Ормар понимал, что только вбитые на подкорку рефлексы Эйнара — беспрекословно следовать приказам наставников и командиров — спасли его от неминуемой гибели. Его способность к превращению, спасшая обоих мальчишек во время схватки с мертвяком на арене, тем не менее чуть не привела его самого к смерти. Если бы он просто сражался обычным оружием, во владении которым не уступал никому из своих сверстников, то всё могло пройти гораздо проще, без этих излишних рисков и прохождения по краю.
Наблюдая за Ормаром, проживая его-мои мысли и чувства, я соглашался с ним, и вспоминал собственное сражение с мертвяком, рвущимся из клетки. Надо было просто выйти из-под навеса, найти оружие или даже позвать любого полицейского, а на крайний случай пусть даже отца Спиридона, и с ними вместе быстро разделаться с первенцем-зомби. Вместо этого я решил, что сам со всем справлюсь, и что времени у меня нет. А тем временем мертвяк еще добрых несколько минут пытался разогнуть и сломать клетку, давая мне возможность превратиться в ему подобного и потерять разум, да еще и получить удар шашкой.
Со своими сомнениями Ормар обратился к мастеру Олафу — широченному мужику с повязкой на одном глазу и без левой руки. Когда-то он был воином со слабо выраженной способностью к ускорению, но его дар не дал ему преимуществ в бою с нечистью у Белой реки. Мертвяки смогли окружить его, и уже начали пожирать, отчаянно отбивающегося, когда подоспевшие братья-воины выручили его.
Небольшой отряд пробивался к своим, единственный целитель среди воинов был убит, поэтому руку и глаз не смогли восстановить: время было упущено. С тех пор Олаф был поставлен на первичное развитие и контроль способностей у младших учеников. Тут требовалось минимум знаний и мастерства, и максимум дисциплины, что старый воин умел обеспечить.

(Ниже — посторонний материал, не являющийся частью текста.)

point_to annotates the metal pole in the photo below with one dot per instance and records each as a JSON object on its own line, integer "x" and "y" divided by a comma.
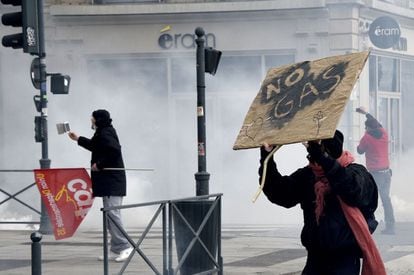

После утомительной тренировки по превращению, за которой я-Ваня, после превращения в Ломокне, наблюдал с утроенным любопытством, набрался смелости и задал Олафу мучавший меня вопрос:
— Мастер, можно спросить вас?
— Говори, Ормар, — отвечал одноглазый.
— Я не должен был превращаться на арене? Это было неправильно? Надо было сражаться обычным оружием? — озвучил я свои сомнения.
— Скажи, Ормар, какой у тебя был план? — внимательно посмотрел на меня Олаф.
Ормар пожал плечами.
— Не знаю, я просто должен был выручить Эйнара, которого зажал мертвяк, и мне не пришло ничего в голову, кроме как применить дар. Сейчас-то я понимаю, что проще было добежать до еще одной совни, ну или взять осиновый кол, но тогда я почему-то об этом не подумал, — рассуждал в слух.
— В итоге превращение сработало как надо, — констатировал Олаф, — а значит, план был правильный.
Видя мой недоуменный взгляд, мастер даров продолжал:
— Но сражение обычным оружием, возможно, позволило бы избежать тебе и твоему боевому товарищу ненужных рисков. И это тоже был бы правильный план. Верный план — это такой, который привел к победе. Так что твой порыв на сей раз оказался верным. Ты не потерял себя, не растворился полностью в сознании мертвяка, не набросился на Эйнара. К тому же ты впервые встретился лицом к лицу с настоящим зомби, в экстремальной ситуации проявил свой дар, что очень полезно для его развития.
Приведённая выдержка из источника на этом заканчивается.